How The Kachins Received A Bible School

Photo: Graduates of the Kutkai Bible Training School, KTCS

Translated excerpt from “A History of the Kachin Bible School”

The general meeting of the Kachin Baptist Association held at Manhkring in 1930, elected 3 delegates to the second annual general meeting of the Burma Baptist Convention (BBC) to be held in Rangoon. The delegates were: Rev. Labya De, representing the Shan State Association, Rev. Lahpai ZauTu, representing the Bhamo Association, and DIS Maran Robin, representing the Myitkyina Association. They were to present a proposal outlining the need for a Bible school for the Kachins.

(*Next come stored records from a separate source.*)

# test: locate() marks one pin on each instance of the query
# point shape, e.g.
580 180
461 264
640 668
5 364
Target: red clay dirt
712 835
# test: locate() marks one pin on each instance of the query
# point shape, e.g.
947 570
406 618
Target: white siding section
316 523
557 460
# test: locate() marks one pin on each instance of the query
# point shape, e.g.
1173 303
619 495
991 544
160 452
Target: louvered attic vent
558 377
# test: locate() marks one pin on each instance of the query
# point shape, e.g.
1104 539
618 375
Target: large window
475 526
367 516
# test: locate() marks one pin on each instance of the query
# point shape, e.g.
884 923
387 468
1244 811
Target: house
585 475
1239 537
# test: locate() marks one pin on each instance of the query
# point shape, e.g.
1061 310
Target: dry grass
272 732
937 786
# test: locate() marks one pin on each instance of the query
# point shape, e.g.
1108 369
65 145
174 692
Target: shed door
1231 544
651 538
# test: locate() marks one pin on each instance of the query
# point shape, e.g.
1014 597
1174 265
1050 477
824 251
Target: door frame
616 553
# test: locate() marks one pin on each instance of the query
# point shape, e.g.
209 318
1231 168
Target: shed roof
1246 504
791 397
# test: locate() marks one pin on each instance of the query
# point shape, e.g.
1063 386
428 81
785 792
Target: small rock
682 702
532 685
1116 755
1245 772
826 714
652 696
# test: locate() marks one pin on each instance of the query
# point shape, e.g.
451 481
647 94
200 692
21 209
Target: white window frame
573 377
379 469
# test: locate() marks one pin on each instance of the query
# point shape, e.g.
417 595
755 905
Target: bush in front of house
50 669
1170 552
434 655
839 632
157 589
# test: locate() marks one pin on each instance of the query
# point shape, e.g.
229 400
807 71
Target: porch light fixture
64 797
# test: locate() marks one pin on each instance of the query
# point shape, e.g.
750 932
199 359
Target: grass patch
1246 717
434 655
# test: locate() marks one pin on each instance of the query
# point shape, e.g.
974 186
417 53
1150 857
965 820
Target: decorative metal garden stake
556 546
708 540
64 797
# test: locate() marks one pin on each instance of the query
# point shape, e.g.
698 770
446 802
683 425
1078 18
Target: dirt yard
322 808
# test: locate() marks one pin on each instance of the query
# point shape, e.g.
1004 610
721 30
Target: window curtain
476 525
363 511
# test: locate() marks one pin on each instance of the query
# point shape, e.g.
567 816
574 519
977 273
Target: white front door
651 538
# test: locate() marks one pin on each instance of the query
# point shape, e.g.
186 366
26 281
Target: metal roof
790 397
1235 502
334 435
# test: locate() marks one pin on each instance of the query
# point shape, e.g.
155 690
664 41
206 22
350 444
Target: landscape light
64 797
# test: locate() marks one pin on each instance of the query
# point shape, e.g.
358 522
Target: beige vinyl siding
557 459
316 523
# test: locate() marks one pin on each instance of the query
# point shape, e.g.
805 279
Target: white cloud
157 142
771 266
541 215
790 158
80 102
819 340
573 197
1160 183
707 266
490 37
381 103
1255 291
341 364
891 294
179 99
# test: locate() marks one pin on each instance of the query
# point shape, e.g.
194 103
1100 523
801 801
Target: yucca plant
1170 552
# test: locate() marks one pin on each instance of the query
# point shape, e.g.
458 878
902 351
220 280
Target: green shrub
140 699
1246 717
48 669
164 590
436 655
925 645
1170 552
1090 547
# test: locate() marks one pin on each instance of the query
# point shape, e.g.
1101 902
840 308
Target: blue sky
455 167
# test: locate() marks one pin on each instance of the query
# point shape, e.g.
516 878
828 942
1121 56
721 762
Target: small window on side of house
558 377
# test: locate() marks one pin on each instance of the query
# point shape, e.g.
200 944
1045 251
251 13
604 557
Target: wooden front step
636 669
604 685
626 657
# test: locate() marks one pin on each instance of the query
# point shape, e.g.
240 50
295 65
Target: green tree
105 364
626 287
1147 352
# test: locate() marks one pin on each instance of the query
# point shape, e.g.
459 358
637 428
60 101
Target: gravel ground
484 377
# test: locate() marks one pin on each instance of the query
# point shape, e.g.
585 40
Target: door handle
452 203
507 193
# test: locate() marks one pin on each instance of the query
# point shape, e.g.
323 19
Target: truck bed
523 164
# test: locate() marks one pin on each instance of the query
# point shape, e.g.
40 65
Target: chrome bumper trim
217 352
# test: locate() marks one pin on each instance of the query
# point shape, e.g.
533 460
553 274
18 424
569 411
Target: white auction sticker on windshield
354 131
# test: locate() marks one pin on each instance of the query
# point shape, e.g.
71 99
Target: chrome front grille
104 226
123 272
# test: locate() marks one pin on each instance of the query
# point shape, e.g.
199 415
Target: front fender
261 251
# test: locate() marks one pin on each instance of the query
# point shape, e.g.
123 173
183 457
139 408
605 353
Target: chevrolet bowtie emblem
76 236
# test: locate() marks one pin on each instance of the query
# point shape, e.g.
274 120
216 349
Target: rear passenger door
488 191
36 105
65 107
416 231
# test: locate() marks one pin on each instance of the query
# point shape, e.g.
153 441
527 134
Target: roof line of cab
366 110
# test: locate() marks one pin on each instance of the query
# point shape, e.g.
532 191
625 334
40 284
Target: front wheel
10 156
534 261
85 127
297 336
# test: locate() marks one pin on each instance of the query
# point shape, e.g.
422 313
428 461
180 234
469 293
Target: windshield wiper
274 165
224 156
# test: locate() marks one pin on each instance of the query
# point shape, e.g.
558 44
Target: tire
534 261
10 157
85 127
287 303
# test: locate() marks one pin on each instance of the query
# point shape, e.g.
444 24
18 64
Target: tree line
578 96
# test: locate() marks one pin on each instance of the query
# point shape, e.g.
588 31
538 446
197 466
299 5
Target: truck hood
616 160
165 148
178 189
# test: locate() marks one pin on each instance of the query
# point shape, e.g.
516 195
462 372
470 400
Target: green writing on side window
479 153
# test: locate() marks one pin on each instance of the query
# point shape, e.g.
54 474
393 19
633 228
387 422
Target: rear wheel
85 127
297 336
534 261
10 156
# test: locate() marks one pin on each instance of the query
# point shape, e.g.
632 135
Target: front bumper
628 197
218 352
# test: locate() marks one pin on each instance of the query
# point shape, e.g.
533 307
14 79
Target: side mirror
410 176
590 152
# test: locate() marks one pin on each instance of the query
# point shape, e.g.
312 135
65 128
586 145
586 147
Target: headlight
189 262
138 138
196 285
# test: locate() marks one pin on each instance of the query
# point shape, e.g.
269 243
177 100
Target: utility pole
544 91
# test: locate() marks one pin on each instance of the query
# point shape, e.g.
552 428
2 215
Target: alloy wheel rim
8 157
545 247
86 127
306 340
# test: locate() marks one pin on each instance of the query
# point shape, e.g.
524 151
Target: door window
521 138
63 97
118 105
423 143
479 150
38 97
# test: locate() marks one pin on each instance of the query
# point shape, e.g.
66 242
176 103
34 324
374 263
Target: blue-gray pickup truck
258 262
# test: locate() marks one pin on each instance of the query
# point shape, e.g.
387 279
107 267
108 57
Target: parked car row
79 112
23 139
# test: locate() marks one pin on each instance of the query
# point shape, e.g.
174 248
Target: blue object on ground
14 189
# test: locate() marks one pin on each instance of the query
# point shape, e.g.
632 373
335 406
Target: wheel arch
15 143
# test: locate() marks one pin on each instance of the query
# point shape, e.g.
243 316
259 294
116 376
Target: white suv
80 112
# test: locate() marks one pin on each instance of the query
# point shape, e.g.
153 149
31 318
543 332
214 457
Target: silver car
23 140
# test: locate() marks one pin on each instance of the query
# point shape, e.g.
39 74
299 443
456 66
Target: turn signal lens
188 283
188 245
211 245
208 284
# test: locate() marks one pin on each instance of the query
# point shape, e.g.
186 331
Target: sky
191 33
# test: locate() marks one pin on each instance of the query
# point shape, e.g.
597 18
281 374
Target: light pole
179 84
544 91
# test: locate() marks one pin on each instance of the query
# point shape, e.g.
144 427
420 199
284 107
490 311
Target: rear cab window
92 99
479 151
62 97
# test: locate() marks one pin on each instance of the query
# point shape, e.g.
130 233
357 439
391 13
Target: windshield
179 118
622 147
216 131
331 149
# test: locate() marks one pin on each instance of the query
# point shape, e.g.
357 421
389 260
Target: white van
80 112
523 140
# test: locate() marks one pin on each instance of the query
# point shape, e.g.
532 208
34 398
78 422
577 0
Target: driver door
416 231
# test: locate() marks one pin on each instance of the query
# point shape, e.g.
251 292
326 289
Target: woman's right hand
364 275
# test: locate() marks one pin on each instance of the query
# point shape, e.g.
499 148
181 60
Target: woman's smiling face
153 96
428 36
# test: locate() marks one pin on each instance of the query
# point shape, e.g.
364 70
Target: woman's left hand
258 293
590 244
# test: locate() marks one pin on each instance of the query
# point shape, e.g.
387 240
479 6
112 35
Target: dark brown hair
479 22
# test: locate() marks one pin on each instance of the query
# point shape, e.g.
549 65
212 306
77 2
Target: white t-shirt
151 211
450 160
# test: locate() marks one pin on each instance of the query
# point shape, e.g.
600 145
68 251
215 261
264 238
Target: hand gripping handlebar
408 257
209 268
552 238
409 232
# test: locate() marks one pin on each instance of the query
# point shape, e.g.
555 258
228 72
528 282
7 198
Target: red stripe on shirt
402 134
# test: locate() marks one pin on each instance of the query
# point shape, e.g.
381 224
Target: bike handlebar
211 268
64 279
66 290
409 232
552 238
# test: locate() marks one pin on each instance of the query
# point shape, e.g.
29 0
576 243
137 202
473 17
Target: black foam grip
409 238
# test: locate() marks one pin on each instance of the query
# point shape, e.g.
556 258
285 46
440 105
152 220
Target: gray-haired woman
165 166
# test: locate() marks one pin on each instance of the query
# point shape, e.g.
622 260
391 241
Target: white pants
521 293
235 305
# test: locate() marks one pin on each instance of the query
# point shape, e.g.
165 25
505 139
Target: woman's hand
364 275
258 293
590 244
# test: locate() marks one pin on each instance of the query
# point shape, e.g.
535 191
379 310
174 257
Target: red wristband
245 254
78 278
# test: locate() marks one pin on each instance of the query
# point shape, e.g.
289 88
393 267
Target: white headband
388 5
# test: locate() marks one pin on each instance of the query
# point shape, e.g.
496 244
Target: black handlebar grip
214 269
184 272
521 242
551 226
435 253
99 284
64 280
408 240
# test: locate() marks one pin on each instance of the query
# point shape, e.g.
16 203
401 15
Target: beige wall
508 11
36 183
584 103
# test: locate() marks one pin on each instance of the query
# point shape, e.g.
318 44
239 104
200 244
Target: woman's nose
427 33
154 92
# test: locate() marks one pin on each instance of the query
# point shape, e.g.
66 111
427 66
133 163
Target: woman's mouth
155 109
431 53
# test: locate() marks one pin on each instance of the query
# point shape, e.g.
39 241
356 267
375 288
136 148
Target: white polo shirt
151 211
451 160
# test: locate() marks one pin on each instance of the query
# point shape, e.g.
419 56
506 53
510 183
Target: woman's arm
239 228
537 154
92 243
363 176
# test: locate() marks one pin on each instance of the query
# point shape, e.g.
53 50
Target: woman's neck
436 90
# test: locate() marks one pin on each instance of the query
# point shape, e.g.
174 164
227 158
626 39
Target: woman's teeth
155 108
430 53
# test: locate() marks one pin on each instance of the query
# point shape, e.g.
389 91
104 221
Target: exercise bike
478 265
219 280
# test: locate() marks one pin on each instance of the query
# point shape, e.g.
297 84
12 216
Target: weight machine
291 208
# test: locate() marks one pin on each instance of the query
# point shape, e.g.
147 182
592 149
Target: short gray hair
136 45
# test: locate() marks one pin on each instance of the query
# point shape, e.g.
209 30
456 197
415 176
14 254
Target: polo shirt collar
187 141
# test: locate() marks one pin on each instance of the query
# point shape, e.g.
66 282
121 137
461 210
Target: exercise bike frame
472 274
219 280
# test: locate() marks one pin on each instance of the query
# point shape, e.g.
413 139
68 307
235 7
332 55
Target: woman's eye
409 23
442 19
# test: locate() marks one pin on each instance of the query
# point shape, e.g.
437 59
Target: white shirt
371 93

The BBC annual general meeting was held in October 1930, at the Cushing School compound. The Kachin delegates duly presented the request for a Kachin Bible school to the Executive Committee. But their proposal was rejected, with the rationale that the Kachins do not yet need a Bible school of their own, as they can easily attend Bible schools conducted in the Burmese language.

It was then that one of the Kachin delegates, the Pangmu Duwa Rev. Lahpai Zau Tu stood up, and in a strong, commanding voice, gave the following rebuttal:

We Kachins are not comfortable preaching in Kachin when the training we receive is in Burmese. To more effectively minister in Kachin, we need to receive training in our own Kachin language. Give us a Bible school where we Kachins are taught in our own language.
The Burmans and Karens are already receiving training and preaching in their own languages. They also have been granted an abundance of fine looking homes, buildings and other facilities, even to the point of surpassing their ability to utilize them.
How many years have it been since the Burmans received the word of God? It is only recently that we Kachins have come to know the good news. But you can look at the number of believers, and compare the results.
We Kachins hunger for the word of God with such impatience and fervor that we are ready to grab and gulp it down raw. For us, a Bible school in the Kachin language is a must. So I would ask you not to drag your feet about giving us a Bible school.
Also, it would be against God’s will if you refuse a Bible school for the Kachins. You missionaries, you have crossed vast expanses of water to come to this land to spread God’s word. If you, yourselves, discriminate against us hill peoples, your actions will go against God’s will.
If we look at this big city of Rangoon, we see a reluctant population being force-fed, even to the point of regurgitation. If you are so intent on feeding those who are averse to your efforts, why not for a change, feed those of us who desperately hunger and thirst for God’s word?

As Rev. Zau Tu thus expounded, hammering home his arguments point after point, he became increasingly impassioned, and his companion DIS Robin tugged at his jacket and said, “Zau, you are being too sharp tongued!” Rev. Zau Tu turned to his compatriot and said: “What, you too? Are you on their side or with me?”

At this juncture, the missionaries said, “Zau Tu, we understand what you are trying to say. Let us put an end to the meeting here and now.” The general meeting adjourned, and that night, the missionary group met on their own.

Rev. Zau Tu could not sleep the whole night, spending much of it in prayer. He was sitting by himself early the next morning, when he heard a knock on the door. It was Mama Smith calling out his name. Zau Tu at once answered in a loud voice, “Yes, Mama!” and opened the door. Mama Smith, then told him that the Executive Committee had met the night before to discuss the Kachin proposal, and that as she understood it, had agreed to a Bible school for the Kachins.

Sara Zau Tu jubilantly cried out: Ara Le! (Jinghpaw equivalent for Hallelujah!) God Himself has made it come true!”

It should be remembered that it was only through the strong, persistent pleas of our elders that a Bible school in our own language, Kachin, came into being.